Under the province’s Emergency Program Act, the local and regional authority “may implement all procedures that it considers necessary to prevent, respond or alleviate the effects of an emergency or disaster”. This includes utilizing its emergency plan of which ESS is a key component.
Gourlay says that they had about 40 volunteers working around the clock in reception centres established in Terrace, Dease Lake and Iskut. They logged about 1,700 responder hours from the beginning of August. EMBC provided support by deploying mobile support teams from other parts of B.C.
The current volunteer-based ESS model is ready to handle level one and two emergencies — but the mass evacuations that took place across the Northwest were considered a level three response.
ESS with the RDKS is now evaluating what needs to be done to ensure they’re prepared for the next call, including developing strategies and examining ongoing capacities to deal with future evacuations.
Emotional support has been in place and will continue for both evacuees and ESS volunteers who have been deeply affected by the accounts of grief and loss.
“You can imagine that you’re dealing with people who have gone through a lot of trauma and how that can impact you as well, we have to think of that,” says Gourlay.

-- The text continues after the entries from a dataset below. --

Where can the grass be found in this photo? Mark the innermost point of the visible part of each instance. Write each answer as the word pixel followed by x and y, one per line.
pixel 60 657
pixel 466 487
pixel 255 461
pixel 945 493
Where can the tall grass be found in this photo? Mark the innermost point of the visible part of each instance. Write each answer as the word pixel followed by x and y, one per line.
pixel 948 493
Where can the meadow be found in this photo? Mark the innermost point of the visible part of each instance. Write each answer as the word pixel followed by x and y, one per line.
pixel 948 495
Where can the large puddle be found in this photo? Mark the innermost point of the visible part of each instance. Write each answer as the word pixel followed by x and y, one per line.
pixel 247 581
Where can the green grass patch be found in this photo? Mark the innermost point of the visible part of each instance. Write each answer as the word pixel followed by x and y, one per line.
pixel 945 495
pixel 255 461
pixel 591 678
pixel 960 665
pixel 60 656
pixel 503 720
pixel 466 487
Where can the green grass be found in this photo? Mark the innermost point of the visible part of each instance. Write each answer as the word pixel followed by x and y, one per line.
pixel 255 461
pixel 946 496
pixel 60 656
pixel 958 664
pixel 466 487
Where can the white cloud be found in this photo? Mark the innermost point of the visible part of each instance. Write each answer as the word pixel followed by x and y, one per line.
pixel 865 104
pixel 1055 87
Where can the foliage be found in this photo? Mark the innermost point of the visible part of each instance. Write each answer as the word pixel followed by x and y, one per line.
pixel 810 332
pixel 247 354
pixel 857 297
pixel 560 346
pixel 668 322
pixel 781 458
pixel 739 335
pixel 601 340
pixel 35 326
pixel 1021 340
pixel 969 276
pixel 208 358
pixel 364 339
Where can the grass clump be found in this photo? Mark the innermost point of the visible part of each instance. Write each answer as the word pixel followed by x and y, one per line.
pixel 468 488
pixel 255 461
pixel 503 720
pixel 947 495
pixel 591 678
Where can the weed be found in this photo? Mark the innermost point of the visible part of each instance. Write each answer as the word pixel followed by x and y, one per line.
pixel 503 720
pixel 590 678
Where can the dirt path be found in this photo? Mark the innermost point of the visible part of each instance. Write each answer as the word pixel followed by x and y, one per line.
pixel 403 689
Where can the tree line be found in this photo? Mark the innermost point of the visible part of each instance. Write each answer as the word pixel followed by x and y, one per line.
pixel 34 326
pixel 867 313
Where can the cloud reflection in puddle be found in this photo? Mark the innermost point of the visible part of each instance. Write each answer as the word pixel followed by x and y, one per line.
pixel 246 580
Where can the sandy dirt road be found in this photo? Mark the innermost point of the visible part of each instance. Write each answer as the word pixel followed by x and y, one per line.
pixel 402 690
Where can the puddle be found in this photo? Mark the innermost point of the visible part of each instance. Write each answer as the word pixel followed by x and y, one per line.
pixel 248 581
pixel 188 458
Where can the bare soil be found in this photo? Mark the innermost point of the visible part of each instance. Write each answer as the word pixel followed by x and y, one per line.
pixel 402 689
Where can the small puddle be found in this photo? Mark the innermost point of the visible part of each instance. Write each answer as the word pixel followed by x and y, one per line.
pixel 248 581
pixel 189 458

ESS’ operations are managed through the RDKS, with support from the City of Terrace.
Emergency Management BC (EMBC) covers the referral costs provided by ESS to evacuees. Over $1.7 million in referral was given out in terms of food, clothing and accommodation.
Throughout the year, ESS must establish relationships in the region with organizations, plus restaurant, store and hotel owners, to have signed agreements for their services and participation during emergencies. Local businesses are then reimbursed by EMBC.
At one point during last summer though, hotels in Terrace and Dease Lake were at capacity.
Gourlay says they have a stockpile of 250 cots and 500 blankets in storage in case they need to turn to group lodging as an option. This would mean setting up rows of beds in a mass space such as churches, schools and sports facilities. This has never been done before, but it’s likely to be used if regional disasters continue to grow in scale.
“We want to avoid opening up group lodging, as it would be a lot of work and resources. And with volunteers, it would be difficult to ask them to step up to that,” says Gourlay. “It’s going to require more creativity, working together hand-in-hand with the province.”
She says with the RDKS being such a large district in B.C., they face many unique challenges than their counterparts further south, with needs that must be addressed in upcoming discussions.
As part of their recovery process, the Tahltan/RDKS recovery manager has been contacting residents affected by the regional disaster to follow up on how they’re doing after the evacuations.
The Red Cross visited the area to conduct a second round of interviews in Terrace on Jan. 14 and 15, then Dease Lake and Telegraph Creek the week of Jan. 21.
“We also have to be mindful that there were other people involved beyond the community members of Telegraph Creek. The surrounding areas were also impacted and there’s a lot of residents there as well,” says Gourlay.
“Knowing one another really helps a lot in these small towns… We need to make it a priority to have these discussions in advance so we can consolidate all of our plans with a better understanding of what we need to do.”